Texas’ political map just changed in 2021, delayed, in part, by COVID.
At that time, Texas Republicans wanted to solidify their gains. The state also added two Congressional seats because of population growth, and Republicans wanted to make sure the GOP held them. Republicans have won 25 of 38 congressional seats since.
But that map has also been challenged in court, with plaintiffs arguing that it discriminates against Black and Hispanic voters. That trial just ended in May but has yet to be decided.
Some political experts say that case may now become moot if Texas changes its map once again.
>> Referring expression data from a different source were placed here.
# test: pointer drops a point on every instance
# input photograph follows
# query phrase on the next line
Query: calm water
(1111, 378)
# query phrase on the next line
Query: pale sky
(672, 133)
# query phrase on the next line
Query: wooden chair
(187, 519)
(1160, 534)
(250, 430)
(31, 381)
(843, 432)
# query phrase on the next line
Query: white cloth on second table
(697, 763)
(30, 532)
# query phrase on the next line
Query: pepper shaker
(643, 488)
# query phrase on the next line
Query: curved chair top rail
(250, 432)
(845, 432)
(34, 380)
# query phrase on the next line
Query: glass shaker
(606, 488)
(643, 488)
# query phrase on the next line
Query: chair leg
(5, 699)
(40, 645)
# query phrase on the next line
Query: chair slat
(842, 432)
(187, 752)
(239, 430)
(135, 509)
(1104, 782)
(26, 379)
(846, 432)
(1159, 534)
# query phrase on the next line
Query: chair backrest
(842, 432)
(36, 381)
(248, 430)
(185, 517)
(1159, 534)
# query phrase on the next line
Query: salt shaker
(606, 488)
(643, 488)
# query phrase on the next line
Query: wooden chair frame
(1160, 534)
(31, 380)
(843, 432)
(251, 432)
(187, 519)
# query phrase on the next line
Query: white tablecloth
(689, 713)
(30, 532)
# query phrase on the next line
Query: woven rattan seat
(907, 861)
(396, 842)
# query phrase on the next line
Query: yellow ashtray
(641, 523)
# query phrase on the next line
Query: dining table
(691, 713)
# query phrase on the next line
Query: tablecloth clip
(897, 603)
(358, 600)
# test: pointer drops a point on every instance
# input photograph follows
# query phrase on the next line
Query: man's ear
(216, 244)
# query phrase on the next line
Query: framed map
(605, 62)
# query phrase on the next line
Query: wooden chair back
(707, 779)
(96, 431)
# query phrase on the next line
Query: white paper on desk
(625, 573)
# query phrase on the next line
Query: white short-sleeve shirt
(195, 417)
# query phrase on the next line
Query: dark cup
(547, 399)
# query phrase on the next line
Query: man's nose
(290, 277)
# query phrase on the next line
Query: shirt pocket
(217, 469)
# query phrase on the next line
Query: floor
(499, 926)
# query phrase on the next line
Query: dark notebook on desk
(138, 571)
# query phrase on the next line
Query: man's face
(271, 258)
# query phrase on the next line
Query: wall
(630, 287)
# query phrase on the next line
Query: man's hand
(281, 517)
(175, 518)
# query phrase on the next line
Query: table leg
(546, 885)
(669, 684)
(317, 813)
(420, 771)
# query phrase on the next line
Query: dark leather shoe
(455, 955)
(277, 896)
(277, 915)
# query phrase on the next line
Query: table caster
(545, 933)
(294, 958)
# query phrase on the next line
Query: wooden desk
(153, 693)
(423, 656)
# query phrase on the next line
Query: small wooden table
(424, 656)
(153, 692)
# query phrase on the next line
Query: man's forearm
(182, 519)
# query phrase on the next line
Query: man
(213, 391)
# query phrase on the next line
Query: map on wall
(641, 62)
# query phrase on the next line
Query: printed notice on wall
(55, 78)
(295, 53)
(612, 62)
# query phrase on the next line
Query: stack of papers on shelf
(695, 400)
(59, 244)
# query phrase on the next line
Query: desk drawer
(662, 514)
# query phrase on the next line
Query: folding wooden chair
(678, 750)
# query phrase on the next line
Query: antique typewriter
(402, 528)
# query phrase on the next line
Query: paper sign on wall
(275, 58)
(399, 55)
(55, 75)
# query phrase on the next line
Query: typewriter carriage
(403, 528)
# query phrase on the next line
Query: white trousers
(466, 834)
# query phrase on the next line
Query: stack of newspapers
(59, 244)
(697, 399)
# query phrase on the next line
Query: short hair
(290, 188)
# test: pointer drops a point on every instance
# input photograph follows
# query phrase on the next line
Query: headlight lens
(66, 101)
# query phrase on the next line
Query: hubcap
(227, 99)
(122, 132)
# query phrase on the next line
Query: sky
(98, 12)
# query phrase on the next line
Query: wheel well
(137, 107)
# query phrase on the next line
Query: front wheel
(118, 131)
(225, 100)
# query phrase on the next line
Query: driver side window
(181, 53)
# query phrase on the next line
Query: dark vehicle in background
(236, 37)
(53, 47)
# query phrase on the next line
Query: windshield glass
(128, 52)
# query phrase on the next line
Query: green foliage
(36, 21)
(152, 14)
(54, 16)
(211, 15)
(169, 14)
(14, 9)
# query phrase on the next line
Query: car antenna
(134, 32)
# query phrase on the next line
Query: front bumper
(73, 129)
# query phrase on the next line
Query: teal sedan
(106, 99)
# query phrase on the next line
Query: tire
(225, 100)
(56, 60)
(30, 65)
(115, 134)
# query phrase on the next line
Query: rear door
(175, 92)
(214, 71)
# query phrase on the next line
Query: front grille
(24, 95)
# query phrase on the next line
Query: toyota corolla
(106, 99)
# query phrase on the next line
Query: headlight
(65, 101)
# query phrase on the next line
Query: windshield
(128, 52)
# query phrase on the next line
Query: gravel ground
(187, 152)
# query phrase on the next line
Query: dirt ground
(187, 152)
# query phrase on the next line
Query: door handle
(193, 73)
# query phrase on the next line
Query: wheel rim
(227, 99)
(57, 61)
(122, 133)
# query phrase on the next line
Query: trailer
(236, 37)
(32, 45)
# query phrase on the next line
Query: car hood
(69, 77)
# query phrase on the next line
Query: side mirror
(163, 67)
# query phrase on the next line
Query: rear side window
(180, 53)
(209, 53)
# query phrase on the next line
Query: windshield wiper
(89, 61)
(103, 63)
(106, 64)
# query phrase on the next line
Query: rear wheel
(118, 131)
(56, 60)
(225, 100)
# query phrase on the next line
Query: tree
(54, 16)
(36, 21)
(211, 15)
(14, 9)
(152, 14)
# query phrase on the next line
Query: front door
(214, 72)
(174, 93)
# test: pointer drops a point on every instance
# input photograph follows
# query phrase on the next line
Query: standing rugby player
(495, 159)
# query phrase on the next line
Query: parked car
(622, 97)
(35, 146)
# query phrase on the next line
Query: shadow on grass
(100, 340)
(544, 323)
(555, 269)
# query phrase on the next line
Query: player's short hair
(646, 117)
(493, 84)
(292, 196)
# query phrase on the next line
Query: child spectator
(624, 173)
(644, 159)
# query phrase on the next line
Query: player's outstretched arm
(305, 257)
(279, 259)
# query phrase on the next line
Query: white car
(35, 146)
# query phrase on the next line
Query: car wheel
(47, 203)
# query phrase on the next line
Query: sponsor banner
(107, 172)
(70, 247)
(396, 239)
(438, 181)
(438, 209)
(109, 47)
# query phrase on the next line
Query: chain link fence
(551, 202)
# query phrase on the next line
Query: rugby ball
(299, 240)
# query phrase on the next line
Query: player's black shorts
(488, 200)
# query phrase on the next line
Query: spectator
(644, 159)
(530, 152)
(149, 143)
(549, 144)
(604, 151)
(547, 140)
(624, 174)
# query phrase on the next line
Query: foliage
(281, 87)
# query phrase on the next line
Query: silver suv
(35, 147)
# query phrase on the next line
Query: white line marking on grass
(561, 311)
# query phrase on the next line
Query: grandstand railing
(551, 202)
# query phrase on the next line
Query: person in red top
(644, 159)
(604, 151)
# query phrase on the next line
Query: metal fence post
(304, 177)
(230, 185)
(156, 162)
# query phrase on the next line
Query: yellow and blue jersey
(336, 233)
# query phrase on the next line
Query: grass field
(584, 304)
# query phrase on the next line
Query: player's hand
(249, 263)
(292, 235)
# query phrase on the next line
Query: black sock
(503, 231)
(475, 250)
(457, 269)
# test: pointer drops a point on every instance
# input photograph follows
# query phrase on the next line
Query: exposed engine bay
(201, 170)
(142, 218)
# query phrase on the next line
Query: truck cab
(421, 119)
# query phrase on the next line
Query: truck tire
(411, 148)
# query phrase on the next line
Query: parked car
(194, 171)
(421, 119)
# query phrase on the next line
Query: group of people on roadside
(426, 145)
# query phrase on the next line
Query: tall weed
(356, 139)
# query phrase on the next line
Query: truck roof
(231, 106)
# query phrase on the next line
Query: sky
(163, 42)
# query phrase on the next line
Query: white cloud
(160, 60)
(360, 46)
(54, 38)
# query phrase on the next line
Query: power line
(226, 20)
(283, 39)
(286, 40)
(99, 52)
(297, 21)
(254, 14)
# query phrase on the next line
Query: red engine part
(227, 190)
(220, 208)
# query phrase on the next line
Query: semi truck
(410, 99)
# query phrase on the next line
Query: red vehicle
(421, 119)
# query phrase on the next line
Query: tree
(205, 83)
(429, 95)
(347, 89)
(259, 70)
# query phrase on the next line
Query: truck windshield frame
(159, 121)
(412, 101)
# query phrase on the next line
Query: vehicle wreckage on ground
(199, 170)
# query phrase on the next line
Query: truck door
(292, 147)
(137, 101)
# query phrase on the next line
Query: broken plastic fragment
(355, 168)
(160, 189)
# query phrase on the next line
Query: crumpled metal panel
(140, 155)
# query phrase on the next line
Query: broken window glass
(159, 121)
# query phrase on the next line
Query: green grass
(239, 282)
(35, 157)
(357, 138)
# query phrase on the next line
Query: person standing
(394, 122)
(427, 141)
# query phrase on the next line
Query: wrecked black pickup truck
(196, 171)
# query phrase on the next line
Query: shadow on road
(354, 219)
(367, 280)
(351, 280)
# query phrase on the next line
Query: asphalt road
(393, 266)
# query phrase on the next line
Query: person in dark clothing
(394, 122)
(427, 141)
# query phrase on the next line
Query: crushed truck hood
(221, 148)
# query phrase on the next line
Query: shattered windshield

President Donald Trump has said he wants five new Republican-held Congressional seats in Texas, and it can be done by simply redrawing the state’s political map.
Rodriguez said five seats is ambitious, but possible. He thinks four is more realistic.
Most experts agree it will be easiest for Republicans to pick up a couple of seats in South Texas, specifically Congressman Henry Cuellar in the 28th District and Congressman Vicente Gonzales in the 34th.
In the Houston area, there’s been talk about the 7th District held by Democrat Lizzie Fletcher, Congressman Al Green’s 9th District, or even the 18th Congressional District, which was held by Sylvester Turner until his death in March. A special election to fill that seat will be held in November.
In North Texas, the redistricting discussion appears to center around Congressman Marc Veasey’s 33rd District, or U.S. Representative Julie Johnson’s 32nd District.
Both Livingston and Rodriguez say Democrats are, in essence, powerless to stop redistricting.
“This is going to happen. They may try to shirk their responsibilities as elected officials and skip town maybe for a week or two weeks, not have a quorum so that they can go ahead and vote on the new maps,” Rodriguez argued. “But ultimately they’re going to have to come back and take a tough vote and that tough vote is going to result in new districts for Republicans.”
Abby Livingston said Democrats fleeing the state, something they last did in 2021, would have its own unintended consequences.
But in the end, there’s just not much they can do to stop redistricting.
“It’s almost like a game of musical chairs, and we’re all just kind of waiting to see who doesn’t get a seat,” Livingston said.